I'd check to see if the old ballast and bulb still work, plug into other/right side to see, or connect to an alternative 12VDC power source with sufficient amperage. If they still work then some other fault blew the fuse. Do use a fused wire to test the old ballast with in case it does have a fault. Now that you have a new fuse in, have you checked to make sure it is intact and not also blown from further testing?
I'll attach a couple images. The first is a picture, definitely for a 2nd gen explorer of certain model years and more than base trim. It is located up under the dash, accessed via the right side of the driver's footwell. It has a plastic spring tabbed cover over it, so will just look like a black plastic box till the cover is removed.
The second is a diagram, something I have titled as for a 2001 Sport but omits the headlight relays in the same box/location so may be located elsewhere isntead like a relay box in the front of the engine compartment, not the main power distribution box but rather a smaller one possibly under the battery or air filter box.

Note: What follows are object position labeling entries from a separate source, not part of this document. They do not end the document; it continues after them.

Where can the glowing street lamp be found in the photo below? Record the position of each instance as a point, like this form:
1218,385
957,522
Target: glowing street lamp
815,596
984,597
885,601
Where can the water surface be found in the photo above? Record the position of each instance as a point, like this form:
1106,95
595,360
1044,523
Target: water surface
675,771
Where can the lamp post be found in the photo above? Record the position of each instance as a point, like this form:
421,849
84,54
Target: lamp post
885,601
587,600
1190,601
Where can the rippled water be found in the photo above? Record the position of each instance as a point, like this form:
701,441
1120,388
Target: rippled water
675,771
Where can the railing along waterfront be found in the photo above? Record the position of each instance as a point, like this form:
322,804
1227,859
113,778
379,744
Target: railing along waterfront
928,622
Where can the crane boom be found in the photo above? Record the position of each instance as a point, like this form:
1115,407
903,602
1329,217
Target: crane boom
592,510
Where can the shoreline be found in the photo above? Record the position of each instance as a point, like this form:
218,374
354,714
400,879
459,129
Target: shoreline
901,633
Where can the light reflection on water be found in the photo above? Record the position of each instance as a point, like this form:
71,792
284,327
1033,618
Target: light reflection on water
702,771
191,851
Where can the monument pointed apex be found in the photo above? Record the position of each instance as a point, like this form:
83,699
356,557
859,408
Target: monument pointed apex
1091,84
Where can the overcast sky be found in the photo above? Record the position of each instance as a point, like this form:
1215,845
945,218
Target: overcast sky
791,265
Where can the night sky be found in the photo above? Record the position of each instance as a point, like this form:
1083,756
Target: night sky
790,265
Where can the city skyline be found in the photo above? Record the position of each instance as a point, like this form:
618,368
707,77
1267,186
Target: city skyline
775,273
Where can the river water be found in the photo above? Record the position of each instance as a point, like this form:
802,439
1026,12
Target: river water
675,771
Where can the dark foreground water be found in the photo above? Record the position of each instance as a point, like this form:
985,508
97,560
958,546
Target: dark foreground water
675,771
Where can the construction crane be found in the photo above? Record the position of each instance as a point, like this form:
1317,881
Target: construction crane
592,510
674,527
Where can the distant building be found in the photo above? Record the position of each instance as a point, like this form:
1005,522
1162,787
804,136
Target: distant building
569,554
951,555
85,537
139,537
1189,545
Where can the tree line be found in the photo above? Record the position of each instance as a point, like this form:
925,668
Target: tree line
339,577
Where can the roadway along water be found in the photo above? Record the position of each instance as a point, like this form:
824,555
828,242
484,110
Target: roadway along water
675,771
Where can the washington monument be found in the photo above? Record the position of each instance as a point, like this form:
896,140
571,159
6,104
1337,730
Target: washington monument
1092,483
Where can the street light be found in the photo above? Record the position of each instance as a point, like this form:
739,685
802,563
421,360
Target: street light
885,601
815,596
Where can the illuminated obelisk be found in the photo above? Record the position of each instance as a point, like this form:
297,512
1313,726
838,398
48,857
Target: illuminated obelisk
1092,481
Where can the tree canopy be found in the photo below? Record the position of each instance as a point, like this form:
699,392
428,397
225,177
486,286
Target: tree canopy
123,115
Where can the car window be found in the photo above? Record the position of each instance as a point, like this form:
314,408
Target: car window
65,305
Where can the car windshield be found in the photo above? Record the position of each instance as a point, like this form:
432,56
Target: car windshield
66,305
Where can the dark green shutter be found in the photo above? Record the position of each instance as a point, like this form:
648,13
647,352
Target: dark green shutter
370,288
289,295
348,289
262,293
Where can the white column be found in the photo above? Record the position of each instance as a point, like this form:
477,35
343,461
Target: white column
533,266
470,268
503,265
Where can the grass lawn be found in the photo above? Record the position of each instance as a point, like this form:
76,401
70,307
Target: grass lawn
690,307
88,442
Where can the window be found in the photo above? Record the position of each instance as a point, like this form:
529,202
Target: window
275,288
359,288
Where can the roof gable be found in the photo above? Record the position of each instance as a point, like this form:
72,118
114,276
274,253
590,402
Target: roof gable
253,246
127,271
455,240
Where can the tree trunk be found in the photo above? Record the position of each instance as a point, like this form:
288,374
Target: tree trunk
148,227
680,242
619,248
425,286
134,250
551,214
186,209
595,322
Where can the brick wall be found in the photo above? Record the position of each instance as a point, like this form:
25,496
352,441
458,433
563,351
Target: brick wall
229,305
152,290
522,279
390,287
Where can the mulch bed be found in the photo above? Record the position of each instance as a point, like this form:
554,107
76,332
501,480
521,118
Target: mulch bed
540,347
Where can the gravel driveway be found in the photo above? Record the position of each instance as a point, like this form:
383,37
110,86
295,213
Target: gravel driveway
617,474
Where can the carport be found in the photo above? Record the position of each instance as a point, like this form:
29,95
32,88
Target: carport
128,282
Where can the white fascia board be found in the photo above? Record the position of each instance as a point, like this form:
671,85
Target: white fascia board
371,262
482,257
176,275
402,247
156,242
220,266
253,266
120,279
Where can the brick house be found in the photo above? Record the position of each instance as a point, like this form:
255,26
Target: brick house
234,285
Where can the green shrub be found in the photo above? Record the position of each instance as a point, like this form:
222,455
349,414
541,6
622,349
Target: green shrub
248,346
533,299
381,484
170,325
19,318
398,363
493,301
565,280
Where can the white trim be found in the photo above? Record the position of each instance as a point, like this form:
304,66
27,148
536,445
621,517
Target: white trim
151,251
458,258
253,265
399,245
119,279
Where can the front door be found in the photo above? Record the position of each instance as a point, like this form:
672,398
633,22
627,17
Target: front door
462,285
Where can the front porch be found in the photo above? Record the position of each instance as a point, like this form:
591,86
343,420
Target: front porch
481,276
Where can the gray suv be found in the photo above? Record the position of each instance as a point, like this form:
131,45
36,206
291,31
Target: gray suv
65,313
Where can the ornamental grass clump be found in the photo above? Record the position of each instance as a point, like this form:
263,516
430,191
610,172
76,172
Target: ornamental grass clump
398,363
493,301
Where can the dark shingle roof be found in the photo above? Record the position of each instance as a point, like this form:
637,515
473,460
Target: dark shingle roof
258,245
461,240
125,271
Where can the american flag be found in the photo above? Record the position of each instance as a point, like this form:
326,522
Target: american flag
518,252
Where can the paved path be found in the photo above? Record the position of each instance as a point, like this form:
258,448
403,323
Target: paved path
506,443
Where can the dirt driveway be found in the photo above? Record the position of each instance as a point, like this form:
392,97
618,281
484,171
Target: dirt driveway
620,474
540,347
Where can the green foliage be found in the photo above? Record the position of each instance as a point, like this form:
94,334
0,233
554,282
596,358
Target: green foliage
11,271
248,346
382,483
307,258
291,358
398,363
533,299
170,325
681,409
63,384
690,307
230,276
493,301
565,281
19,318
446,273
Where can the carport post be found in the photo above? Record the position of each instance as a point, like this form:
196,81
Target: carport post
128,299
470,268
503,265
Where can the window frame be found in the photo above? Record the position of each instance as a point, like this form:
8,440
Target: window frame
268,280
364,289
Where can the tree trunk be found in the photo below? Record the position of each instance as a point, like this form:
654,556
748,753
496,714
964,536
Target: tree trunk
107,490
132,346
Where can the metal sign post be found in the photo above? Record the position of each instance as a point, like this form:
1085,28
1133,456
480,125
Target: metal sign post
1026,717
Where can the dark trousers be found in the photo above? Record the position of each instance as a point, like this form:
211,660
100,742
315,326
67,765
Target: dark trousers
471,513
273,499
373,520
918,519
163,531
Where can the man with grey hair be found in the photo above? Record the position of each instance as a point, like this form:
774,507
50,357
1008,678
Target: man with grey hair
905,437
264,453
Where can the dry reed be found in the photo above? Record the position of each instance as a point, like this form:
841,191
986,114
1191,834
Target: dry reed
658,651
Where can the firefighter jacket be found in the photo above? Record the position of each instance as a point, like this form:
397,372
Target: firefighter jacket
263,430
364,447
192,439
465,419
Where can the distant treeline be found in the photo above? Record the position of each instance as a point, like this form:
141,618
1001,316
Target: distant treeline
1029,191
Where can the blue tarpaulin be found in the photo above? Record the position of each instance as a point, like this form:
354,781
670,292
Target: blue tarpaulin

However, the same, single headlamp relay is probably supplying power to both front headlights, so if the right side still works, I would lean towards suspecting a wiring fault somewhere between the interior fuse panel and the bulb connector, would check for continuity (and low resistance) between these two points, and that power is not shorting out, infinite resistance to chassis ground when a bulb is not plugged in. I'd also check to verify that your bulb connector ground wire, has low resistance to chassis ground.
If you are trying to turn the headlights on with the dash switch, both L & R headlights run through the same switch contacts as well, so it wouldn't be the switch with the right still working. After the switch is the Multi-Function Switch on the steering column but they still share the same wire and contacts there.
They (probably, not knowing model year specifics) share the same electrical path until it gets past the MFS and splits at the interior fuse panel, then separate fuses and wire runs to each headlight connector... through the LOM mentioned below in series, if equipped with that feature.
If you have a LOM (lamp out module), including a center console message center that alerts when bulbs are out, those have a common fault where the sense resistors on the PCB under the center floor console, overheat and break the solder joints or copper pads on the PCB, but this LOM feature is usually on higher trim level Explorers rather than the Sports, and you definitely didn't have it from the factory if it didn't have the message center console box to display the messages.